The most obvious example is his recent counter-offer after House Republicans subpoenaed him to provide a deposition behind closed doors on Wednesday.

Biden, through his lawyer Abbe Lowell, said he was prepared to testify but only in public, not in private. Lowell stated this would allow the American people to see that various GOP allegations against his client are “baseless.”

The counterproposal was a rare public relations win for the younger Biden, even though House Judiciary Committee Chairman Jim Jordan (R-Ohio) and House Oversight Committee Chairman James Comer (R-Ky.) are now threatening to hold him in contempt of Congress.

Biden’s newly aggressive strategy has also included suing some of his most aggressive accusers outside Congress, including former New York City Mayor Rudy Giuliani and Patrick Byrne, the Trump loyalist who is the former CEO of Overstock.

Now, the new indictment puts him on the back foot once again.

A measure of vindication for the IRS whistleblowers

The Hunter Biden saga is long and convoluted, encompassing a years-long investigation, the now-collapsed plea deal, and a series of allegations and denials over how the probe was conducted.
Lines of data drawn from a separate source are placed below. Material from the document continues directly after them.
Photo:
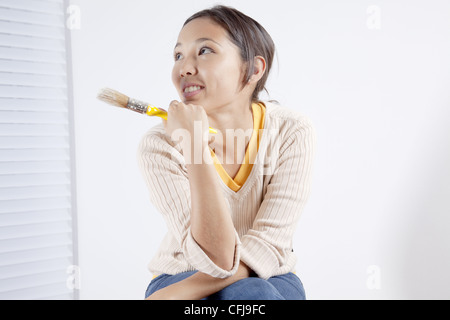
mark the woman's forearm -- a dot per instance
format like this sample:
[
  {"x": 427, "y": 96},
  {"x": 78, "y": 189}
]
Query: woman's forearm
[{"x": 211, "y": 223}]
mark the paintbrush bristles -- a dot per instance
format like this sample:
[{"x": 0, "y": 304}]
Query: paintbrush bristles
[{"x": 113, "y": 97}]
But the bottom line is, the filing of serious criminal charges is a moral victory for those who argued that prosecutors had gone too lightly on him.

Of specific relevance to this latest indictment was an allegation from a whistleblower and IRS agent named Gary Shapley.

Shapley alleged that he had been shocked when Weiss revealed that he did not have final charging authority on the Biden case. 

If true, that would have meant that the decision whether or not to charge Biden over conduct outside of Delaware’s jurisdiction would have been left to other U.S. attorneys — in this case, two appointed by President Biden: Martin Estrada in California and Matthew Graves in the District of Columbia.

Weiss said that he was never denied “the authority to bring charges in any jurisdiction,” and he has been backed up by Attorney General Merrick Garland. 

But Shapley has not stepped away from his account, and he is joined in the broad allegation that the investigation was soft-pedaled by another IRS whistleblower, Joseph Ziegler.

Amid claim and counterclaim, the essence of Shapley and Ziegler’s argument — that Hunter Biden’s conduct merited deeper investigation and more serious charges than had been leveled — appears to have been borne out.

Fresh momentum for the story

The starkest political ramification of the new indictment might the simplest: it extends the Hunter Biden story, and adds another strand to it.

Now, there will be more court dates, more accusations and denials, and more speculation about whether the president’s son will be ultimately found guilty.

That’s a bad outcome for the president, regardless of the eventual outcome of any trial for his son.